Kınaması anlam taşıyan herkesin en sert ifadelerle Çin’in Urumçi kentinde meydana gelen ve 150’den fazla Uygur’un hayatını kaybettiği olayları kınamasını sonunda sağladık ya, başımız göğe erebilir... Cumhurbaşkanı, başbakan, TBMM başkanı, birkaç bakan, dün yaptıkları değişik sertlik düzeyinde açıklamalarla, öfkesi burnunda kamuoyunu tatmin çabasına girdi...
Başbakan ‘Soykırım gibi’ bile dedi olay için...
‘Öfkeyle kalkan zararla oturur’ veya ‘keskin sirke küpüne zarar’ türü özdeyişler özellikle dış politikada altın değeri taşır... Diplomasi zaten sözün bittiği yerde başlar.
Fehmi Koru / Yenişafak
+++
Acar polis suçluyu buldu
“Doğu Türkistan’da olan insanlık dışı olaylar” Taraf’ın komser yazarı Emr(ullah)e Uslu’nun “Washington hatıralarını” canlandırmış.
Amerika’da yaşayan Doğu Türkistan Türkleri’yle ilgili izlenimlerini anlatan Uslu “Washington’da ‘konuşlu’ bazı Türklerin milliyetçilik sloganları ile Uygurların arasına sızdığını, aktivitelerinde başrol oymaya başladığını, Washington’da etkili Türk şahsiyetleri ile ‘patron’ ilişkisi olduğunu, Çin’e vize alıp orada ‘konferanslar’ verdiklerini, gezilerini ‘akademik çalışma’ kisvesi altında anlattıklarını, oradaki aktiviteleri videoya kaydettikten sonra bunu Çin büyükelçiliğine sattıklarını” ileri sürmüş. Yazıda bahsedilen olayların tümü Washington’da tezgahlanıyor ama “suçlu” yaftası yapıştırılan “Türk Milliyetçileri”oluyor.
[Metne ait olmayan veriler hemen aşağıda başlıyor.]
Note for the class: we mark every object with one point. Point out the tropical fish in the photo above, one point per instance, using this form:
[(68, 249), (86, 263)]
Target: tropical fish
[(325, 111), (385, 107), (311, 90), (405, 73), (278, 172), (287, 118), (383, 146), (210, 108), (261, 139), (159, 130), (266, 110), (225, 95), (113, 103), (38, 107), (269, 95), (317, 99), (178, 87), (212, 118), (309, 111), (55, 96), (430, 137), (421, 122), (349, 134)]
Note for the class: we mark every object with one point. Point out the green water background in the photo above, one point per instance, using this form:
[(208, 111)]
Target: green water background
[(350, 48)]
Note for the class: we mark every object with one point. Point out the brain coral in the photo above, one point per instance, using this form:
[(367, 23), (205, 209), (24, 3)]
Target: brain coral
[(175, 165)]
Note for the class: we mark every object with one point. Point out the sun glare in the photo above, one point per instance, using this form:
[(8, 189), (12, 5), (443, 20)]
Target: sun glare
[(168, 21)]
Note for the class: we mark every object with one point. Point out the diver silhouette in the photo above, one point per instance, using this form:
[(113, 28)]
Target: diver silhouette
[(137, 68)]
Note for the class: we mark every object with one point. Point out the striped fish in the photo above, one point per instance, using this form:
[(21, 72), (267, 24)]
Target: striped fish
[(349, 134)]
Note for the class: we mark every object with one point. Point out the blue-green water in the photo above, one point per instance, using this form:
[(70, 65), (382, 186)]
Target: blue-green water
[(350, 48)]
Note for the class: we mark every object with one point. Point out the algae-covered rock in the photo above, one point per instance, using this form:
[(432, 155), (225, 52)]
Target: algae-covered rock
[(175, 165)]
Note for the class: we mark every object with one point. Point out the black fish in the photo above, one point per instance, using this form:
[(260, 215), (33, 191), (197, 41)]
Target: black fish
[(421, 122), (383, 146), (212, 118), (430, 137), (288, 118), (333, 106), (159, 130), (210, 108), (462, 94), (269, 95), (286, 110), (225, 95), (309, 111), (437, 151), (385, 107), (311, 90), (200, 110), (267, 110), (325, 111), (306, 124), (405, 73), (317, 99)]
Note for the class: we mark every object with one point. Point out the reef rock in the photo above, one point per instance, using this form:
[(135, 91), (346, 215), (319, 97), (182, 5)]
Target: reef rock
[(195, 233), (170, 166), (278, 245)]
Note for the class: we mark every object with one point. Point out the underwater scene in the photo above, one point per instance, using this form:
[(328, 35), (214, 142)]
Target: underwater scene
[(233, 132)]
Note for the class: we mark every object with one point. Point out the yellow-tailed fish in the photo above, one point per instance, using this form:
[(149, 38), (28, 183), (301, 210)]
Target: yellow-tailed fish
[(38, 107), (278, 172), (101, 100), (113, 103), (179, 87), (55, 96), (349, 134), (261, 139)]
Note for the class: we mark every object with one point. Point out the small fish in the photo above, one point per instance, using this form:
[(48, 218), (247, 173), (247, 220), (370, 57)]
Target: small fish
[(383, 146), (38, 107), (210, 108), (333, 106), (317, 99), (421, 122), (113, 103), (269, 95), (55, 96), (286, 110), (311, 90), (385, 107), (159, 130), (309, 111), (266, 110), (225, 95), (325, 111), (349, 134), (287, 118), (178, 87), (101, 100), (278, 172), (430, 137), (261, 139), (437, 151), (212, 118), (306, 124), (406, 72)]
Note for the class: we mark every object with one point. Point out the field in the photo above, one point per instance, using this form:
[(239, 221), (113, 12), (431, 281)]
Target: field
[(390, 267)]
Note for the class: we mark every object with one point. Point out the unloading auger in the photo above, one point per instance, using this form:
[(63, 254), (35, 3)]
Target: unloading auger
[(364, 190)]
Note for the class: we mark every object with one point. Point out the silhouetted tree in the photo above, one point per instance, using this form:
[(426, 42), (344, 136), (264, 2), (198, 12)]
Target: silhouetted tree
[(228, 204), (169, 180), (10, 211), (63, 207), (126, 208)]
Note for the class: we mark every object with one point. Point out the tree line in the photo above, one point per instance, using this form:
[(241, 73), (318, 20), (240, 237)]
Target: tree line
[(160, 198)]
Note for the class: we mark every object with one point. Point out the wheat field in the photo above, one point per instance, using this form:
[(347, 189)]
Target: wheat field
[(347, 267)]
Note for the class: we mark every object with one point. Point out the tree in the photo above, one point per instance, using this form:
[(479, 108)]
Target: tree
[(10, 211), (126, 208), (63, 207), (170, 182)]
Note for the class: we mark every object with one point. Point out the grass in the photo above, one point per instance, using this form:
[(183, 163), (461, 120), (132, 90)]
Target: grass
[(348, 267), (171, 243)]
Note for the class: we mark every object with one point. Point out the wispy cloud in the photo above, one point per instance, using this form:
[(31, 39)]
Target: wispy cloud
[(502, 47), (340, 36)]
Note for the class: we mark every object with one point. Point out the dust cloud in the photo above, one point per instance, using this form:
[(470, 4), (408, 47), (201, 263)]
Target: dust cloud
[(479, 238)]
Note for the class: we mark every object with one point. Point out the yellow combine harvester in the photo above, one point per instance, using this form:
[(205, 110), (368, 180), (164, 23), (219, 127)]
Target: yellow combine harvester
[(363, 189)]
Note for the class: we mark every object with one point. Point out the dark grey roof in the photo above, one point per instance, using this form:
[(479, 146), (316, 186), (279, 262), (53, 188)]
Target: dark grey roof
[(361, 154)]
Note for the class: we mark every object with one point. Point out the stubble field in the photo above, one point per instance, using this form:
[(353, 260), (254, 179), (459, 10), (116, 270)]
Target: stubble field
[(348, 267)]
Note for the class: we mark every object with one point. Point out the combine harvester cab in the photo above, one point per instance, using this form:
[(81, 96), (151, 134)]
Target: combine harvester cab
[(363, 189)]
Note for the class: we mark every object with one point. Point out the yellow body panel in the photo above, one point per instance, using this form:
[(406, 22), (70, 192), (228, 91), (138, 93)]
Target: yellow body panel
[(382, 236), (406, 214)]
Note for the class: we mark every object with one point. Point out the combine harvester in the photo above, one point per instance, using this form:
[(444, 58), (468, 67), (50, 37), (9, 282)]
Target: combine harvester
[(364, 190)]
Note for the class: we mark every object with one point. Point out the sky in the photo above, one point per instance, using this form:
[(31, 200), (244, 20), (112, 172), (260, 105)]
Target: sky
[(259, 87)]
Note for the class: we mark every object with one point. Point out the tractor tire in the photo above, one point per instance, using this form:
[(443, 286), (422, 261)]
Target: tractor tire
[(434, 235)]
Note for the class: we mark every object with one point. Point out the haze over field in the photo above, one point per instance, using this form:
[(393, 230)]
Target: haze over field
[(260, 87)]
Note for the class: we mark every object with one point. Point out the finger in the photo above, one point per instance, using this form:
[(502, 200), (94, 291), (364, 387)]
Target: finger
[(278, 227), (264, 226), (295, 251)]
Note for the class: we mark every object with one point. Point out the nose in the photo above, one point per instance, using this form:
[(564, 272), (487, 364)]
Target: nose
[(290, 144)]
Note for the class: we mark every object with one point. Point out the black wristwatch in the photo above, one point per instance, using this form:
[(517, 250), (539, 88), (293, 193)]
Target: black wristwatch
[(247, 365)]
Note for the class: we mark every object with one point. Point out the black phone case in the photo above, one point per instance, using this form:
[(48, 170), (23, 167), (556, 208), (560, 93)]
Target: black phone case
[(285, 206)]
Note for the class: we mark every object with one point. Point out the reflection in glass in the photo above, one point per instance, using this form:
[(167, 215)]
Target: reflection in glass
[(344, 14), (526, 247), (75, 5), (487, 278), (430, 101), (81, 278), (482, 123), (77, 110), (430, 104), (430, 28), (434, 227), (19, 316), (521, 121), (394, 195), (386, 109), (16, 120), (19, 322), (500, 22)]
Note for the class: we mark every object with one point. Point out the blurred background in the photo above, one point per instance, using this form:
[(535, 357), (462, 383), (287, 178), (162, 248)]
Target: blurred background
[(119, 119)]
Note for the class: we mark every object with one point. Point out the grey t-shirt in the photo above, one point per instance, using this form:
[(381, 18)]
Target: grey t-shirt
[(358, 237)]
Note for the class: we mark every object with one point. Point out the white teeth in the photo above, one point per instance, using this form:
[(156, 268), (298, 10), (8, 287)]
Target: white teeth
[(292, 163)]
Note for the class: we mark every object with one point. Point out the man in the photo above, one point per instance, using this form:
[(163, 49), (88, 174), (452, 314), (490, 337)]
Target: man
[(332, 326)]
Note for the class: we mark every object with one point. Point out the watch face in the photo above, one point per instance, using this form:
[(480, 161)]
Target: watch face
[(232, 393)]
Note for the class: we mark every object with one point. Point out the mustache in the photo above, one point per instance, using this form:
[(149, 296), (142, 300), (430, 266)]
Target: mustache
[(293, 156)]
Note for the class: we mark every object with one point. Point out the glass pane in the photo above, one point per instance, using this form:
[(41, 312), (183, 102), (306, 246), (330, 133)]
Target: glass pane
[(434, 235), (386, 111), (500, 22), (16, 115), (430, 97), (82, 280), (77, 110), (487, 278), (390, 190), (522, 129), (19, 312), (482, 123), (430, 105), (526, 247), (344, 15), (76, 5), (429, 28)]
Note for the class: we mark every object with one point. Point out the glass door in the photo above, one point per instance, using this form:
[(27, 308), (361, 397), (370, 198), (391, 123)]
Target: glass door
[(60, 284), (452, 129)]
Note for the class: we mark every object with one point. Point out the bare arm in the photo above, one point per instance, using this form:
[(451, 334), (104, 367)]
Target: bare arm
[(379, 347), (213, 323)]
Benim düşüncem, bu yazıdan Çin Metal Fırtınası’na şık bir önsöz çıkabileceği yönünde...
+++
MİNİ YORUM
Soykırım için 40 takla
Gündemin ivedilikle işlenmesi gereken konuları görünen o ki, en çok diaspora ulaklığına soyunanların işine yaradı. Baskın Oran dün Radikal’de “hukuki yaptırımdan çekiniyorsanız Lozan 1922’den önceki suçları affediyor, 1948 sözleşmesi de imzalandığı günden sonrasıyla ilgili sorumluluk yüklüyor” diyordu. Türkler’i “soykırımcı” ilan etmek için kırk takla atanlar, Çin’deki soykırım ve cezai yaptırımları konusunda ne düşünüyor?